Why are record levels of CEO's quitting and selling stock? - crypticlizard
Is anybody worried their tech companies are about to be downsizing?
======
forkexec
IDK. Thom Hartmann keeps harping on a cataclysmic crash MacGuffin to seem like
a Nostradamus or sell books, but the period between crashes typically averages
7 years; the US is long overdue but I wonder if the Fed's levers are making
whatever or whenever that happens worse. Or MMT-based policies make recessions
magically disappear (doubtful).

Oil consumption is down to 2009 levels.

Americans, except billionaires, are poorer than they've been since the turn of
the 20th c. This means less disposable income and consumption.

To the Q: I'd need to see a comprehensive table of ex-CEOs of Fortune 2000 and
top 500 privately-held companies over the past 15 years or so and their stock
events (privately-held if they have any data) to see if there's a pattern.

------
muzani
I think it's just a wave. When a new tech hits, like TVs, transistors, robots,
internet, touchphones, there's a wave of startups that come in to capitalize
on it.
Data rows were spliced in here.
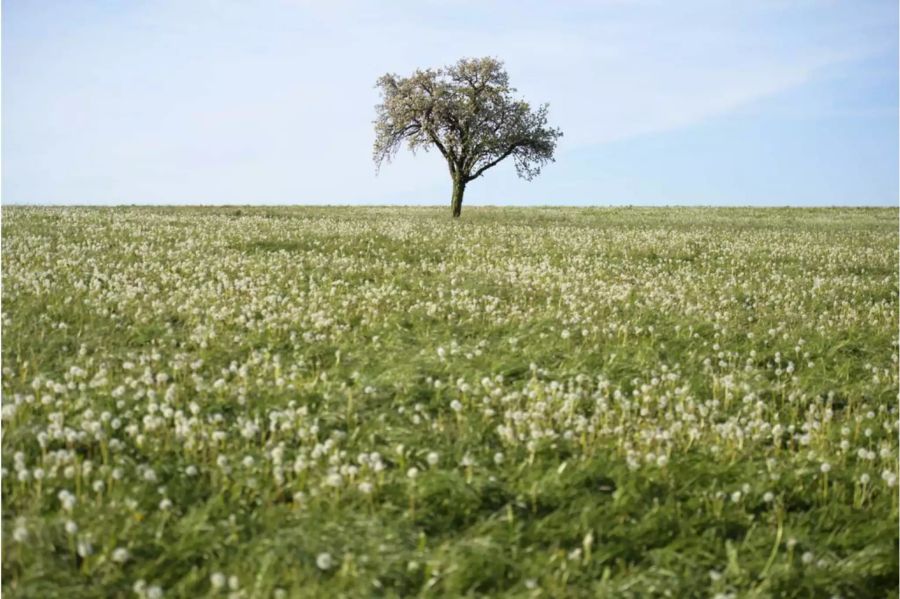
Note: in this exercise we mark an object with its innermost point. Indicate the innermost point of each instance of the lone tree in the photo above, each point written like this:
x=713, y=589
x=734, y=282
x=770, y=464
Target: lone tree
x=468, y=113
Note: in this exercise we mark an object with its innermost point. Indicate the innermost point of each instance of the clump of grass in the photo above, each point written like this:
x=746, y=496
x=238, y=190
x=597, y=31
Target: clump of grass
x=370, y=402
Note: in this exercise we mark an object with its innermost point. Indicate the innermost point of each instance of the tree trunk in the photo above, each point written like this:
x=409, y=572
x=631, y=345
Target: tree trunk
x=459, y=188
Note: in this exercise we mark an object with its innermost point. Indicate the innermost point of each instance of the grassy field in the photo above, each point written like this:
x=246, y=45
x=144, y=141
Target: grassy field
x=355, y=402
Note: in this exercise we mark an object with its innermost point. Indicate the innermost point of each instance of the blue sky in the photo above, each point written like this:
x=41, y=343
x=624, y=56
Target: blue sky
x=763, y=102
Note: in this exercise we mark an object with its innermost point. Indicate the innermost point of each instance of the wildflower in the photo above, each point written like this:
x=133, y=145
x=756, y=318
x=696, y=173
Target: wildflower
x=217, y=580
x=324, y=561
x=120, y=555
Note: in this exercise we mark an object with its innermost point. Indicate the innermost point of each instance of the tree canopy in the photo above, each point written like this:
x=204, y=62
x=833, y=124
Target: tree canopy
x=467, y=111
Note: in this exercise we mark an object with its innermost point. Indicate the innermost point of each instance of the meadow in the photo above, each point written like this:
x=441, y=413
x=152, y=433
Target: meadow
x=379, y=402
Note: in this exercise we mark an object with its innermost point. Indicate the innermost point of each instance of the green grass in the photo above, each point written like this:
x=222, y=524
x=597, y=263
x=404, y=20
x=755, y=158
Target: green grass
x=623, y=402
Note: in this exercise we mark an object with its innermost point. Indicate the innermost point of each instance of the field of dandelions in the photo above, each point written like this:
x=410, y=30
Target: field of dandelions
x=356, y=402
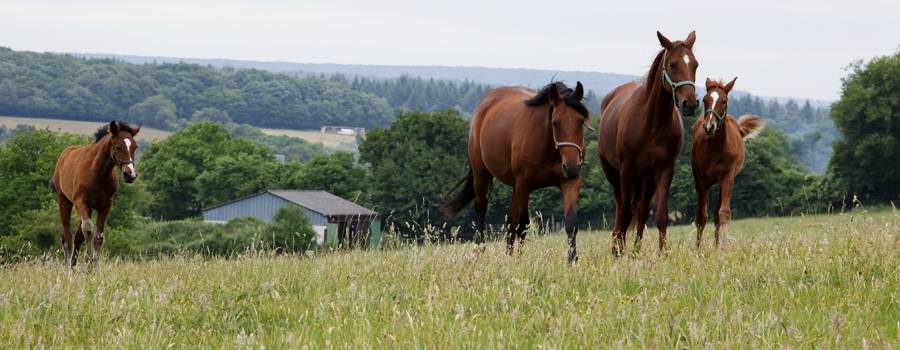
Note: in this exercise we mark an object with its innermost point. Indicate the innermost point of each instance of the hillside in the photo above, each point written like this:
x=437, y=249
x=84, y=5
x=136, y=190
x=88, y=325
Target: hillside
x=803, y=282
x=600, y=83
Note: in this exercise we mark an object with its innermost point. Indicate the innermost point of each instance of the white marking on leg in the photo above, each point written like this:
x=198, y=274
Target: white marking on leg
x=715, y=96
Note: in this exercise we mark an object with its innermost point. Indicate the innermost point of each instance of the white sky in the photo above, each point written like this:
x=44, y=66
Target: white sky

They solve the obvious problems. Another wave comes in solving more
niche problems. Eventually most of the gold is extracted from the gold rush
and they sell off what they have.

It's not unusual. It sounds more like companies with 30% year on year growth
have finally matured into massive companies with 8% year on year growth, and
transition from expansion based CEOs to those who are good at managing larger
companies.

------
0x1221
Can you gives us some numbers that show that this is actually happening?

------
JudS
Examples?

------
Spooky23
We just did a round of stimulus by allowing cash to be repatriated and cutting
taxes and rates. This stuff really benefited large companies.

The benefits from those types of things aren’t lasting benefits and do not
last, it makes sense for people to take gains.

------
throwaway15392
Trump wasn't lying when he said he was going to drain the swamp, a lot of
famous and powerful people are connected to horrifying stuff, there's more
info about this out there if you want to find it